Si vous avez l’impression que votre enfant est « toujours enrhumé », rassurez-vous : vous n’êtes pas seuls, et c’est tout à fait normal. La rhinopharyngite — le fameux rhume — est de loin la maladie la plus fréquente en pédiatrie. Bénigne dans l’immense majorité des cas, elle ne nécessite ni antibiotiques ni examens complémentaires. Mais nous savons qu’un enfant qui enchaîne les épisodes peut être source d’inquiétude et de fatigue pour toute la famille. Comprendre cette infection, savoir quand elle guérit d’elle-même et quand elle mérite une consultation, c’est se donner les moyens de traverser ces épisodes avec sérénité.

Qu’est-ce que c’est ?

La rhinopharyngite est une infection virale des voies respiratoires supérieures — concrètement, le nez et l’arrière-gorge (le pharynx).
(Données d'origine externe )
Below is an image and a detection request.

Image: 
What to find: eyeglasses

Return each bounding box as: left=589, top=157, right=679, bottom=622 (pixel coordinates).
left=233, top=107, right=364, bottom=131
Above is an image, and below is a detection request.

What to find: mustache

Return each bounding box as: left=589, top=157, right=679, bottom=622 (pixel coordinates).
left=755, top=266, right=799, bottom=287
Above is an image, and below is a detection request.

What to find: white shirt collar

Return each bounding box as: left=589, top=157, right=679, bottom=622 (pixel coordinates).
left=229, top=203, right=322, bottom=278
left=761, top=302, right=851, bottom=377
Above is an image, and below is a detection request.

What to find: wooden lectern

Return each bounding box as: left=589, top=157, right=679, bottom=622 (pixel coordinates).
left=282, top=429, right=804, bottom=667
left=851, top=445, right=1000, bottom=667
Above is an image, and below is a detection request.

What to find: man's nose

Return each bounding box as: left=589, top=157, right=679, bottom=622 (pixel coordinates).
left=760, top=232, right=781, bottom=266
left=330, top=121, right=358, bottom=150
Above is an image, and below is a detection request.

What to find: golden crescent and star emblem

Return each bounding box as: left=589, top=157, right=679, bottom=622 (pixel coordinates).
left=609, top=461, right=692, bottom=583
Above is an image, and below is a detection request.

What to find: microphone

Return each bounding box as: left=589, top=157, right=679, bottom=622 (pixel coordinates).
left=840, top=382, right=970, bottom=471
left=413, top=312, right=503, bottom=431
Elle est causée par une grande variété de virus, dont les plus fréquents sont les rhinovirus (responsables de la majorité des épisodes), mais aussi les coronavirus, les virus para-influenza, les adénovirus, le virus respiratoire syncytial (VRS) et bien d’autres. On dénombre plus de 200 virus différents capables de provoquer un rhume, ce qui explique pourquoi on peut en attraper tant dans une vie.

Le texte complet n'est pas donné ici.